L'otto maggio 1928, nella Chiesetta del convento dei Cappuccini di S. Marco la Catola, quattro giovani Frati: Onorato Marcucci, Giulio Russo, Cristoforo Iavicoli e Alberto D'Apolito, pronunziavano i voti solenni nelle mani del M.R.P. Benedetto da S. Marco in Lamis, ex Ministro Provinciale ed ex Direttore spirituale di Padre Pio da Pietrelcina. Nel discorso di circostanza, Padre Benedetto, ricordando la nostra formazione religiosa alla scuola del suo prediletto discepolo, ci esortò a vivere i santi insegnamenti e gli esempi di Padre Pio, appresi durante gli anni di seminario nel convento di S. Giovanni Rotondo.

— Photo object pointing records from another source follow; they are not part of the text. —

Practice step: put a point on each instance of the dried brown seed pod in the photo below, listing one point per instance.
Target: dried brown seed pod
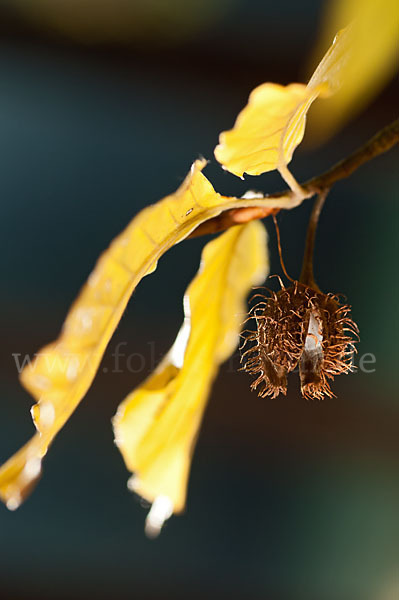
(299, 326)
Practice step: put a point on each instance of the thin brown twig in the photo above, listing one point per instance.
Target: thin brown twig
(307, 275)
(380, 143)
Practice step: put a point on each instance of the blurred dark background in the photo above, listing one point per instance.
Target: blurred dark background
(103, 106)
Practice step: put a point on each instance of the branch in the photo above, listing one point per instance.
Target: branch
(383, 141)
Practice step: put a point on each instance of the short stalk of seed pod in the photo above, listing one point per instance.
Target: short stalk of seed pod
(299, 325)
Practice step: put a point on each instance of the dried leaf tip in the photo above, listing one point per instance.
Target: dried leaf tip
(299, 327)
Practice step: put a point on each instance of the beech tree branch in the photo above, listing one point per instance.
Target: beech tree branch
(383, 141)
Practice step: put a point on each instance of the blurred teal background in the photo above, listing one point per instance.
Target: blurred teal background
(101, 113)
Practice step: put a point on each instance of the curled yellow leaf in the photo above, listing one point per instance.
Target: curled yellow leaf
(371, 57)
(157, 424)
(272, 124)
(63, 371)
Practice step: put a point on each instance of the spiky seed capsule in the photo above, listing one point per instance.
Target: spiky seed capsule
(299, 326)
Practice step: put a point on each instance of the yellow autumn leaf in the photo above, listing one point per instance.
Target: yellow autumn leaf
(63, 371)
(272, 124)
(371, 61)
(157, 424)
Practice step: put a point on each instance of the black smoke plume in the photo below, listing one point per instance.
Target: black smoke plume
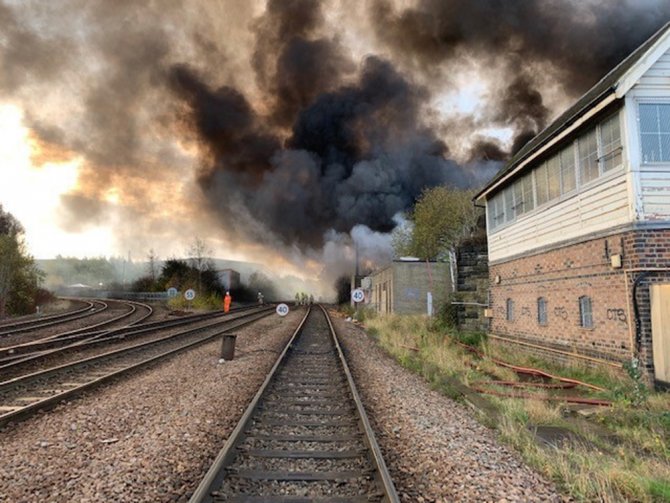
(299, 136)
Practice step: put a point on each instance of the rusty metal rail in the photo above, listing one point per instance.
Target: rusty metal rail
(305, 436)
(23, 396)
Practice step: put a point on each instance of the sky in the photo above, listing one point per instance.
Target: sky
(282, 131)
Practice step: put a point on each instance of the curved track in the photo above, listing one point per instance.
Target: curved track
(26, 394)
(92, 307)
(305, 436)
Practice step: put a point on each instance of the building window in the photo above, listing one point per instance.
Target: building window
(591, 155)
(568, 176)
(523, 195)
(655, 132)
(585, 312)
(542, 311)
(610, 142)
(588, 157)
(510, 310)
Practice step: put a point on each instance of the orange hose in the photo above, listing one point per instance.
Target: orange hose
(532, 371)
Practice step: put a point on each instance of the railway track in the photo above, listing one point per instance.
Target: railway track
(24, 395)
(305, 436)
(92, 307)
(135, 313)
(10, 356)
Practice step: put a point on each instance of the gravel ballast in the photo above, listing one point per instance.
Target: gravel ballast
(147, 437)
(433, 446)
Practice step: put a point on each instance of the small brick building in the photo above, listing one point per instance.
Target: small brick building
(578, 225)
(402, 286)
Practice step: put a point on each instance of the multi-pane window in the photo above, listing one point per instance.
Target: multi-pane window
(591, 155)
(610, 138)
(568, 175)
(508, 197)
(523, 195)
(510, 310)
(655, 132)
(554, 178)
(585, 312)
(541, 184)
(542, 311)
(587, 146)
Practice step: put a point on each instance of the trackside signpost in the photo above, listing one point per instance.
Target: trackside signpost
(358, 296)
(189, 295)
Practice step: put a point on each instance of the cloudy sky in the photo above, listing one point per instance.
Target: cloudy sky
(277, 130)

Inoltre ci comunicò la lieta notizia che Padre Pio era presente in spirito alla sacra cerimonia della nostra totale donazione al Signore, arrecando nei nostri cuori una gioia immensa. La sicurezza della presenza di Padre Pio ci fu confermata dalla venuta di P. Clemente da S. Giovanni Rotondo, che ebbe l'incarico dal venerato Padre Spirituale di portarci i suoi paterni auguri di santa perseveranza, la promessa che non ci avrebbe mai dimenticati nei colloqui col Signore e la pienezza della sua benedizione.

«Ora sei Cristo»

Alla solenne celebrazione della mia prima S. Messa, il 15 Agosto 1931, nella Chiesa di S. Maria delle Grazie, Padre Pio non potendo scendere nel presbiterio, a causa dei provvedimenti restrittivi da parte delle supreme autorità ecclesiastiche, si trattenne nel Coro, dove ebbe il dono delle stimmate, per assistere alla sacra cerimonia. Dopo la S. Messa, salii ad ossequiarlo e a baciargli la mano. Egli, a sua volta, mi abbracciò, mi baciò le mani e, nel porgermi gli auguri, mi disse: «Ora sei Cristo. Sii sempre Gesù in mezzo alle anime». Qualche giorno dopo mi regalò una bellissima immaginetta della Madonna, Madre della divina Grazia, con un pensiero a tergo, sgorgato dal suo cuore ardente di carità. Trascrivo il pensierino, che io ho cercato sempre di vivere nella mia vita sacerdotale. «Dio esige il cuore da tutti, ma molto più dai suoi ministri. Quante volte un Samaritano qualunque ha più tenerezza del Sacerdote! P. Pio Capp.no». Padre Pio ha voluto ricordare a me sacerdote, e forse a tutti i sacerdoti, di essere i Cristi sulla terra; di fare vivere e operare Gesù nelle anime nostre e nel nostro ministero per la salvezza delle anime. Ha voluto poi rimarcare la bontà e la tenerezza di un samaritano qualsiasi dinanzi ai fratelli infelici e bisognosi, in contrasto all'apatia e all'indifferenza di tanti sacerdoti, che non sentono e non fanno nulla per la salvezza delle anime e per il bene dei sofferenti.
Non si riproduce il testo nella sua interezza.